Apart from the Gold non-APC model, the other types of publications need a commercial relationship with the publishers. This type of negotiation is well known, and whereas it is in part managed for subscriptions, it is more difficult in other areas. The issue of negotiations regarding the cost of APCs emerges, most often regarding the cost of subscriptions: should the two aspects be linked or not? This is the case, for example, of negotiations conducted in the Netherlands that have led to subscription contracts of the “Big Deals” type that include publication rights in Open Access for researchers of that country (for all or part of these publications). In France, the negotiations conducted by Couperin in the name of the national scientific community must face this issue. Should negotiations on subscriptions be linked or not to the possibility of publishing in Open Access (hybrid journals or not) for all or part of the publications of the publishers concerned, or decrease even more the cost of subscriptions depending on the APCs that were paid the previous year? Opinions are divided but it is urgent to adopt a position in view of important negotiations that will arise in the future.
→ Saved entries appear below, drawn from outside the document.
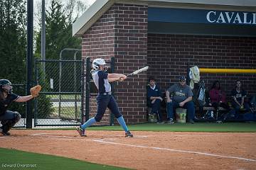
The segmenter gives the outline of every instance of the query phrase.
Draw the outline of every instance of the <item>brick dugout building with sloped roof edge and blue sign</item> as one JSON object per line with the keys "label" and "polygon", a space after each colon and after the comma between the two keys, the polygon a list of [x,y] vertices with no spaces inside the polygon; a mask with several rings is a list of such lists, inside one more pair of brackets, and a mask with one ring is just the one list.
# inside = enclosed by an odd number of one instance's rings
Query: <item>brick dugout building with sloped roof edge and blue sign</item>
{"label": "brick dugout building with sloped roof edge and blue sign", "polygon": [[[256,1],[97,0],[73,24],[82,38],[82,58],[115,58],[114,71],[148,72],[115,84],[114,94],[127,123],[146,122],[146,82],[156,77],[167,89],[186,75],[186,66],[256,68]],[[227,94],[240,79],[255,94],[255,74],[203,74]],[[93,103],[93,98],[90,99]],[[95,111],[95,105],[90,106]]]}

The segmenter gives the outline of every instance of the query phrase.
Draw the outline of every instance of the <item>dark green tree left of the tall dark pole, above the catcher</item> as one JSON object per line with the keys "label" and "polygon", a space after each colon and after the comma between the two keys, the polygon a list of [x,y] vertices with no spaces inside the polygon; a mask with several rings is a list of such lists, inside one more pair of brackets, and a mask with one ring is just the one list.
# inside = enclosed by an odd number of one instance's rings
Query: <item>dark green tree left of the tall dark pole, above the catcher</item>
{"label": "dark green tree left of the tall dark pole, above the catcher", "polygon": [[0,1],[0,79],[26,82],[26,1]]}

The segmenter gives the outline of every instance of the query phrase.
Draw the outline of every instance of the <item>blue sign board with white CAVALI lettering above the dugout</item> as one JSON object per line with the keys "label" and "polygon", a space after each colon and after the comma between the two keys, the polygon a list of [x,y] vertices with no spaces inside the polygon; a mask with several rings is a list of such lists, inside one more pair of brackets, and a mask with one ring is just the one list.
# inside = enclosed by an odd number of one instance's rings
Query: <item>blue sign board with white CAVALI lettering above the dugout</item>
{"label": "blue sign board with white CAVALI lettering above the dugout", "polygon": [[149,21],[167,23],[242,24],[256,26],[256,12],[151,7],[149,7],[148,10]]}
In this fast-moving context, particularly in regard to the position of large multinational companies, different types of negotiations are being tried out. An example is the very recent approach by German universities and research organisations, until then strongly balkanized and brought together in an alliance led by Horst Hippler, President of the HRK (German CPU). The alliance proposed to top publishers to only pay for publications in Gold for all German public researchers without going through individual APCs, but by paying a global lump-sum and no longer paying for subscriptions, as access to the content of the subscriptions is included in the lump-sum. This termination of subscriptions is based on two ideas; on the one hand if a large part of these countries followed this example, the only publications in existence would be in Open Access and the circulation of journals by subscription would rapidly disappear, and, on the other hand, several international social media sites dedicated to researchers, such as Researchgate, already provide access to a large number of published articles. For the sake of good measure, several German universities have already stopped their subscriptions. The results of these negotiations (tug of war?) should be followed carefully but, in any case, the objective of 100% of publications in Open Access in 2020 seems improbable, and getting nearer to this objective will not be through a big changeover from Green to Gold.
 Stephen Pinfield/Jennifer Salter/Peter A. Bath, The ‘total cost of publication’ in a hybrid open-access environment: Institutional approaches to funding journal article-processing charges in combination with subscriptions, in: Journal of the Association for Information Science and Technology 67.7 (2016), 1751-1766. DOI: 10.1002/asi.23446.